Bebê foi encontrada dentro da bolsa

Ao sair do banheiro usando outra roupa, a técnica foi abordada por Daniela, que decidiu abrir a bolsa.

“Quando eu puxo, a neném tá lá. Eu questiono: ‘Mulher, pelo amor de Deus, o que tu tá fazendo com essa menina nessa bolsa?’. Eu já tiro a neném e saio pedindo socorro”, contou.

A ação impediu que a suspeita deixasse a maternidade com a criança.

O diretor administrativo e financeiro da Maternidade Dona Evangelina Rosa, José Alberto Alencar, lamentou o ocorrido, mas afirmou que não houve falha no sistema de segurança da unidade. Segundo ele, o hospital conta com leitores faciais, portas com controle por senha e profissionais treinados para esse tipo de ocorrência.

Investigação

A mãe da bebê tem 14 anos e havia viajado de Castelo do Piauí para Teresina para dar à luz. Ela afirmou que ainda tenta superar o trauma vivido.

“Foi tudo ruim. Não vou esquecer nunca”, disse.

Segundo o delegado-geral da Polícia Civil do Piauí, Luccy Keiko, o caso é investigado como tentativa de sequestro. Como a comunicação do crime não ocorreu imediatamente, não foi possível realizar a prisão em flagrante. Posteriormente, a Justiça decretou a prisão preventiva da técnica de enfermagem.

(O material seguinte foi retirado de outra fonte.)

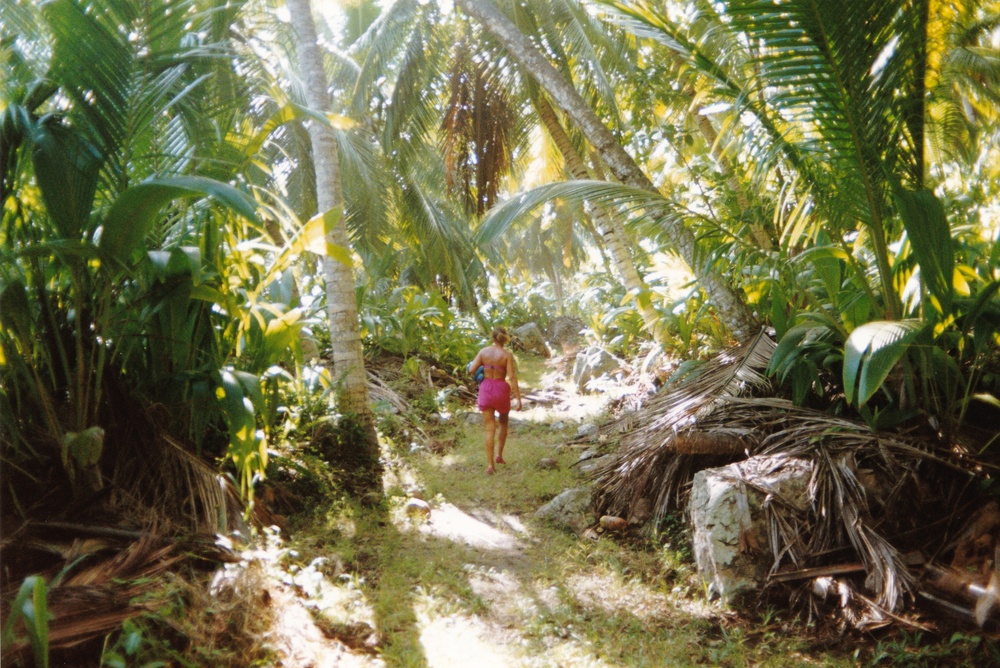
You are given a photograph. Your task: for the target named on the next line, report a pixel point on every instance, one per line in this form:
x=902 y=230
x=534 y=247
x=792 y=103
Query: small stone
x=643 y=511
x=612 y=523
x=418 y=508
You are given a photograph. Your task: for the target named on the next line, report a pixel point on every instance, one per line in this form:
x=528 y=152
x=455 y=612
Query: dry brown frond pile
x=887 y=502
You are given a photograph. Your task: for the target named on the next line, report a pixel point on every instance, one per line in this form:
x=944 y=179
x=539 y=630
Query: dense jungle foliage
x=676 y=175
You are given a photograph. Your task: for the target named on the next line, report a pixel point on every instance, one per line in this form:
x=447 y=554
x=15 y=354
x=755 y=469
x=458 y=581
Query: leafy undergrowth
x=478 y=581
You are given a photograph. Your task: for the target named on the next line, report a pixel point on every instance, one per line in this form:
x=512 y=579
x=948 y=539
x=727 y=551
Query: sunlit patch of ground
x=478 y=583
x=451 y=523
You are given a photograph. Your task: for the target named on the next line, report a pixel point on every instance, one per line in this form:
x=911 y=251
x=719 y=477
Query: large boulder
x=528 y=338
x=728 y=513
x=572 y=508
x=593 y=362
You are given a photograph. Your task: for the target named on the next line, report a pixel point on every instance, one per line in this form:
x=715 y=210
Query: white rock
x=730 y=538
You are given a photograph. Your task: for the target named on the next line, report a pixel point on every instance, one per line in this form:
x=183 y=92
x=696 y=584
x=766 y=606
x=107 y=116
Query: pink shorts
x=494 y=394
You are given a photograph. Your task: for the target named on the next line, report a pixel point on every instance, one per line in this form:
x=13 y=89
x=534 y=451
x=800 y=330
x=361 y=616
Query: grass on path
x=481 y=583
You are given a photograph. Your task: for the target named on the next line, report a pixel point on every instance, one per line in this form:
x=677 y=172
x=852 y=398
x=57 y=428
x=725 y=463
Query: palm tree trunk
x=610 y=230
x=342 y=309
x=730 y=305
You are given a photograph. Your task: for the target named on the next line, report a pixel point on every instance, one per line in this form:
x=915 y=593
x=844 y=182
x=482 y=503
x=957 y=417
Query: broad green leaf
x=67 y=168
x=134 y=214
x=870 y=353
x=313 y=238
x=930 y=238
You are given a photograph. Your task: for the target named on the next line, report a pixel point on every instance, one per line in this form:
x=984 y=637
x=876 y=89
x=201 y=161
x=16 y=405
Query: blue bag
x=480 y=372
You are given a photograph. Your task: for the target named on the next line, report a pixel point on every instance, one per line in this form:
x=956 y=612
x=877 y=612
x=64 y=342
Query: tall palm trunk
x=730 y=305
x=345 y=326
x=609 y=228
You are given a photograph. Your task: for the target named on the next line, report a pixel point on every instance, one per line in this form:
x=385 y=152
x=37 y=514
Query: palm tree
x=345 y=327
x=728 y=302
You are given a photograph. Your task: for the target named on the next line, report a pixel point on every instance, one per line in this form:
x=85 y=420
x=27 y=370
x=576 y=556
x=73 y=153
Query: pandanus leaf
x=134 y=213
x=930 y=237
x=870 y=353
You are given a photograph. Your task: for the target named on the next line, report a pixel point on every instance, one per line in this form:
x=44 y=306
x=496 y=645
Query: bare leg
x=502 y=436
x=491 y=425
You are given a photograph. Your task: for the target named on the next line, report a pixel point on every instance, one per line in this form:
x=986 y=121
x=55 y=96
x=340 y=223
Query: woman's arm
x=476 y=363
x=512 y=372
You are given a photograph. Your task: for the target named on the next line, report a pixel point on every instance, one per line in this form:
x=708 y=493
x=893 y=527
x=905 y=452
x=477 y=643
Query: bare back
x=496 y=362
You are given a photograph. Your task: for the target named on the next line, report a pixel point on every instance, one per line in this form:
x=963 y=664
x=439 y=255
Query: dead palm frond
x=170 y=485
x=860 y=497
x=651 y=461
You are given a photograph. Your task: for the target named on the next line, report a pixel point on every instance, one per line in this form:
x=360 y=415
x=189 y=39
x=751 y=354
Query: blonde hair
x=500 y=335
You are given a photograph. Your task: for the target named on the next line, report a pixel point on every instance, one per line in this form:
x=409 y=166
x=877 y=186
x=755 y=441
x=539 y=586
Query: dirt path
x=472 y=579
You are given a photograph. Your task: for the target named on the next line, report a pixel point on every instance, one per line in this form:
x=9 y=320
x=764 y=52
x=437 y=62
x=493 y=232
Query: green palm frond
x=639 y=205
x=381 y=44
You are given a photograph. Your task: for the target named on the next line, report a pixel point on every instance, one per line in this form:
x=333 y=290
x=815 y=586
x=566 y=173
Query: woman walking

De acordo com a investigação, Auricélia foi internada pela família em uma clínica psiquiátrica logo após a repercussão do caso. Policiais aguardaram a alta médica para cumprir o mandado de prisão.

Quarto preparado para receber um bebê

Durante as buscas na residência da suspeita, a Polícia Civil encontrou um quarto montado para receber um bebê. Segundo o delegado Hugo Alcântara, havia berço, banheira, fraldas e roupas infantis.

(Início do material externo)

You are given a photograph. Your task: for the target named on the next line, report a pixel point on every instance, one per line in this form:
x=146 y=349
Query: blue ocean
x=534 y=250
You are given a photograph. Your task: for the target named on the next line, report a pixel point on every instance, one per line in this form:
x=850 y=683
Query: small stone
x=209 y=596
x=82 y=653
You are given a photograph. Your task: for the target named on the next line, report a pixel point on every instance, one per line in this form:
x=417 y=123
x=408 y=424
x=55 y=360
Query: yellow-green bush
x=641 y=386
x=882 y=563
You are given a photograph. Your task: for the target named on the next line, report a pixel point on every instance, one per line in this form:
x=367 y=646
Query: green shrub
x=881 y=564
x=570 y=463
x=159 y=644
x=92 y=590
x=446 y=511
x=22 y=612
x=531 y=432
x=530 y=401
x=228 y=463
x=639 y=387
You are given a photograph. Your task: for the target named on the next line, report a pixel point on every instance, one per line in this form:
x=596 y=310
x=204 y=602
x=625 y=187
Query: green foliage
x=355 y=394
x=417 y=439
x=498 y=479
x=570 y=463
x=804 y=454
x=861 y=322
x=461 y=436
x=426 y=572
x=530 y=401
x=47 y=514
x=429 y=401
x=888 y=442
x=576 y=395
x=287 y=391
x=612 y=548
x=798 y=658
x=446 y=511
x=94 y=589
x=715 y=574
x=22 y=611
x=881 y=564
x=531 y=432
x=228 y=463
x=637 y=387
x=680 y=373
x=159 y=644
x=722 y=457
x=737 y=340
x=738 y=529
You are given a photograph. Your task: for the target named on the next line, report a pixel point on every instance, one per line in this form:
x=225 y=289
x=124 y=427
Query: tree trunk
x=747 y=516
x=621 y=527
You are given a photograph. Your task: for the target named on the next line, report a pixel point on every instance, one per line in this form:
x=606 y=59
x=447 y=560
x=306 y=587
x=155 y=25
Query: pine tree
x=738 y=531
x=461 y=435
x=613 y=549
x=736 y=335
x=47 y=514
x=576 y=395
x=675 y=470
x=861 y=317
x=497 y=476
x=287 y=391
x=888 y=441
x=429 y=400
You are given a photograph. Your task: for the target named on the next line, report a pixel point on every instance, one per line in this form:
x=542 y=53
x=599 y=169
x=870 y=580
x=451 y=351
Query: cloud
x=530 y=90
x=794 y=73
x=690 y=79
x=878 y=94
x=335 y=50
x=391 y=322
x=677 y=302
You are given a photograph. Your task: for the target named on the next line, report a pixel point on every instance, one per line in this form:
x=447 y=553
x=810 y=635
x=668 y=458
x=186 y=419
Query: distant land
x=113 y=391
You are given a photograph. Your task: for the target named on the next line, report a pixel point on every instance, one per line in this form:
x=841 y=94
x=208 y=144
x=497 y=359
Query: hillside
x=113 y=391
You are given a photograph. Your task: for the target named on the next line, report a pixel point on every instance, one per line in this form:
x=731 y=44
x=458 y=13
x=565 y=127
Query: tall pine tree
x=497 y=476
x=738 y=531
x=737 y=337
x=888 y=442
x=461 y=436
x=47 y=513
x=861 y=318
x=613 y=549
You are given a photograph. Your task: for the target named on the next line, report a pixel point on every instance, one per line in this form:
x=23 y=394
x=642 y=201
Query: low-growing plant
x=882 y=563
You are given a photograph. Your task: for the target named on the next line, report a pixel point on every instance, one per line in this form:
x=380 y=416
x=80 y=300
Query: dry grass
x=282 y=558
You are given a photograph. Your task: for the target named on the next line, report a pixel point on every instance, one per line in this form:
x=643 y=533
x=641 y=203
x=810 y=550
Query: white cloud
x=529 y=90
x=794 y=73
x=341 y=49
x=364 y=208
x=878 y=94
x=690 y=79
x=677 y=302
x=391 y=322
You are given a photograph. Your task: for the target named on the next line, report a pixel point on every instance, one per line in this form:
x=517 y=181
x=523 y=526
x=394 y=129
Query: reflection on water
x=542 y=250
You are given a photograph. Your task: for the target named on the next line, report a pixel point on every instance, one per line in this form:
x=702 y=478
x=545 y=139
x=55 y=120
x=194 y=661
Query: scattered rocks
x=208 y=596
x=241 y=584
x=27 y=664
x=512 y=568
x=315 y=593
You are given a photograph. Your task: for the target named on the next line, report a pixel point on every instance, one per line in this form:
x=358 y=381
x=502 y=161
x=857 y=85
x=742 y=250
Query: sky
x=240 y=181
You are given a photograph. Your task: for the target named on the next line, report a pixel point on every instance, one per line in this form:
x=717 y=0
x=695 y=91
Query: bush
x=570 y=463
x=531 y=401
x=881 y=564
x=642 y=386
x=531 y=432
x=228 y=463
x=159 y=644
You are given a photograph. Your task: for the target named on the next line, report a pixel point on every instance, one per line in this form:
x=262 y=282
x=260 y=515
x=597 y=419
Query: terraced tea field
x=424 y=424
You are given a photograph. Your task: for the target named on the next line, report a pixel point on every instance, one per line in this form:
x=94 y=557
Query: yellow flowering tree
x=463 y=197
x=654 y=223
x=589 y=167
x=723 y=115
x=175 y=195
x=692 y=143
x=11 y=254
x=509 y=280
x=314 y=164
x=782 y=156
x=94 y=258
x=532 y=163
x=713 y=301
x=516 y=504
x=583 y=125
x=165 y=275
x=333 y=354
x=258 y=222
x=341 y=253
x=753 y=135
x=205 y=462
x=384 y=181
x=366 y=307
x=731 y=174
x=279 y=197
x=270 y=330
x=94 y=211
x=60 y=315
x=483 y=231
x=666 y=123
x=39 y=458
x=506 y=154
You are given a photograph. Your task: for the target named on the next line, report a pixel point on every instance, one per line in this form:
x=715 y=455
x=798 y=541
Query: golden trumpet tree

Ainda conforme a investigação, familiares acreditavam que Auricélia estivesse grávida, embora ela nunca tivesse apresentado exames que comprovassem a gestação.

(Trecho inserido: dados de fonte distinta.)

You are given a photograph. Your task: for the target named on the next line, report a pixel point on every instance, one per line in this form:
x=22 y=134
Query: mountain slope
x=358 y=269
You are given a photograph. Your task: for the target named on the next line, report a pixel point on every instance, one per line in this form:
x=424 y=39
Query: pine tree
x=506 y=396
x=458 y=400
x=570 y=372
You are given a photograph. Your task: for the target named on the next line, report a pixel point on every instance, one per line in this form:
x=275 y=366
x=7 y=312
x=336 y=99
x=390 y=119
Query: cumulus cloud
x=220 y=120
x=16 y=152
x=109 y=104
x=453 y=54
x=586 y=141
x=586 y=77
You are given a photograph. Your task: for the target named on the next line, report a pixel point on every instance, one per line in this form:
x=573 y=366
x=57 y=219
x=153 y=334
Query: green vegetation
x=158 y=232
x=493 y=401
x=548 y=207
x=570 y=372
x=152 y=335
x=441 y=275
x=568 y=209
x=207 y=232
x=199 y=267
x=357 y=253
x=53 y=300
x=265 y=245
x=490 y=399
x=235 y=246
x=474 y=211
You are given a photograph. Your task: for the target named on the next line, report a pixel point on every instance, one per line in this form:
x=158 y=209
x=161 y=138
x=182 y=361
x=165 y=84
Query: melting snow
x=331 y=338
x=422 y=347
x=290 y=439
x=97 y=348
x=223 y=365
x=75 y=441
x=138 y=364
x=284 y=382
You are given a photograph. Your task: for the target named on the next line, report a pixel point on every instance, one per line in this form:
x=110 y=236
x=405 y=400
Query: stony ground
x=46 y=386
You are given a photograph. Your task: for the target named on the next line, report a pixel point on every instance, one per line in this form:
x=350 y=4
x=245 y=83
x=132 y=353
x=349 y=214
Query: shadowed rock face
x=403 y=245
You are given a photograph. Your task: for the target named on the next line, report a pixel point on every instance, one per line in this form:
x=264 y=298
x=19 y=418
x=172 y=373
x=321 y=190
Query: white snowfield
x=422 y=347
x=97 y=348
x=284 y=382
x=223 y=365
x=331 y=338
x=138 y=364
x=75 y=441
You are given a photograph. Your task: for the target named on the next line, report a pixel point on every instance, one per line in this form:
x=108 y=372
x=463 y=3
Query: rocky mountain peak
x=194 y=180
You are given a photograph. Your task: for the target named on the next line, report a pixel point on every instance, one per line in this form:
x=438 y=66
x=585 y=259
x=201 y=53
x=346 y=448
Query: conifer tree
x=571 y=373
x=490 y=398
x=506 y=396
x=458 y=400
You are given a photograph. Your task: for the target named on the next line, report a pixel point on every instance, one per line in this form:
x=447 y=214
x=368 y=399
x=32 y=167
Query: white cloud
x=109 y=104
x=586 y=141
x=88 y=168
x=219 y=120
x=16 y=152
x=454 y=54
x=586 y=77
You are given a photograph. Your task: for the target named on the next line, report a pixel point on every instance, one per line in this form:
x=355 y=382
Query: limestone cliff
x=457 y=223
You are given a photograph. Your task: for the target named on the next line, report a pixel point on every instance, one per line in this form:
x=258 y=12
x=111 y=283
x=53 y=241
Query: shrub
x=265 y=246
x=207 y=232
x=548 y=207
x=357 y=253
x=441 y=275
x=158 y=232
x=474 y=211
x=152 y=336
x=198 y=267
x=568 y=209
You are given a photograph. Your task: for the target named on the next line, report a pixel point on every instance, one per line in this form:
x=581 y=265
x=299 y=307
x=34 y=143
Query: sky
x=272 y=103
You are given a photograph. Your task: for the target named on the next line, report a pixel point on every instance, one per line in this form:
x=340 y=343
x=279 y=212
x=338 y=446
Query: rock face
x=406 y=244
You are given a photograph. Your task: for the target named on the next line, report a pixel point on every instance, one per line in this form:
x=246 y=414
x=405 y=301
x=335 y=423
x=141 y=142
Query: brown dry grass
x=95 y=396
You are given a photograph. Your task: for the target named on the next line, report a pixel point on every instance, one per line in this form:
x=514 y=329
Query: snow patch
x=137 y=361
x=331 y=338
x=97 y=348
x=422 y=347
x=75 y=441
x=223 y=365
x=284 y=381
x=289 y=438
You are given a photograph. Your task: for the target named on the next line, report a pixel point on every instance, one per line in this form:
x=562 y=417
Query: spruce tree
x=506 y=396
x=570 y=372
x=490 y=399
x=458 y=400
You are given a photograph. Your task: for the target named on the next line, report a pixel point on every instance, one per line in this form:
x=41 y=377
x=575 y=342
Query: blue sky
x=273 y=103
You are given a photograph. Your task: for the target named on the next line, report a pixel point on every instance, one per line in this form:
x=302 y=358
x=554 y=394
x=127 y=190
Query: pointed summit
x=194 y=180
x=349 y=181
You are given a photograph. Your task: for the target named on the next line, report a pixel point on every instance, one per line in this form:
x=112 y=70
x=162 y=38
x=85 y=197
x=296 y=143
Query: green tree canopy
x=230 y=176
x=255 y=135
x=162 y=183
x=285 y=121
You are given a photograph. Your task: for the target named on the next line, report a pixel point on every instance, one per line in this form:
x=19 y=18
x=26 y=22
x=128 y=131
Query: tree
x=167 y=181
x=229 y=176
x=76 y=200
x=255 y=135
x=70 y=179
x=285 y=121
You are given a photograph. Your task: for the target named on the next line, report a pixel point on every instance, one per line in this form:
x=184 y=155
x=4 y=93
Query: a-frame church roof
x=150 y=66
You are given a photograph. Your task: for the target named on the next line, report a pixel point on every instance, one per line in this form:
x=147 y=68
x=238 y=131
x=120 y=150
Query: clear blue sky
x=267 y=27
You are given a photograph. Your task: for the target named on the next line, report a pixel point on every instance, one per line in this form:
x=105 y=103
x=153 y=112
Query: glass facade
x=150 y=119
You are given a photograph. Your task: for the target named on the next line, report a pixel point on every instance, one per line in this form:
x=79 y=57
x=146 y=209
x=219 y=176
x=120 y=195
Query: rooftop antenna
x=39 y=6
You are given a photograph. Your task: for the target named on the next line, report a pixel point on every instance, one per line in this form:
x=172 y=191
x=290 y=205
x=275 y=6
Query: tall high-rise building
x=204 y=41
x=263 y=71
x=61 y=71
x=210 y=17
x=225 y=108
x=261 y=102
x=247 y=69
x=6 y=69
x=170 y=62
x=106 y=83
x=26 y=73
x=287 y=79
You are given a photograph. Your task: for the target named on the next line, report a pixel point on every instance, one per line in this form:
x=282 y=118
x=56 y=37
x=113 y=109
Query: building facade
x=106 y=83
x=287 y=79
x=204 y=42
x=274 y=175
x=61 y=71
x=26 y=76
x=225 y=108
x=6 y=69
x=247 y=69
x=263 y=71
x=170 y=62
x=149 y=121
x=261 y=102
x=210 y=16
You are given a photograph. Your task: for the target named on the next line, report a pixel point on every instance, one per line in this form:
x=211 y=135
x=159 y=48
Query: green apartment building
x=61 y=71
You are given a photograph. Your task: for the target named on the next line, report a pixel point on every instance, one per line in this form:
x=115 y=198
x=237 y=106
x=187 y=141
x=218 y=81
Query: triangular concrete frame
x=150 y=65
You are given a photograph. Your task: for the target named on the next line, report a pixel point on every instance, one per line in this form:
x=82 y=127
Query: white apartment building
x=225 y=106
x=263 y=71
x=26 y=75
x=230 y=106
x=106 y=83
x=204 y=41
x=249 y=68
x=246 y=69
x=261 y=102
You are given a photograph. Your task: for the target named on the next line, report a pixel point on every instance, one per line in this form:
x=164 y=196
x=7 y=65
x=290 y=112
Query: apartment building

Em depoimento, a técnica preferiu permanecer em silêncio.

A defesa informou, em nota, que ela foi diagnosticada com sintomas esquizofrênicos, faz uso de medicamentos psiquiátricos e apresenta comprometimento para compreender a gravidade dos fatos investigados.

Apesar da alegação, o delegado responsável pelo caso afirmou que, até o momento, a investigação não aponta elementos que indiquem incapacidade mental suficiente para afastar a responsabilidade criminal da suspeita.

Para a Polícia Civil, Auricélia agiu sozinha.

A mãe da recém-nascida afirmou que só conseguiu recuperar a filha graças à rapidez da irmã.

“Se não fosse por ela, hoje eu estaria sem minha filha. Só uma mãe sabe o que é colocar uma criança no mundo e ver o rostinho dela pela primeira vez”, declarou.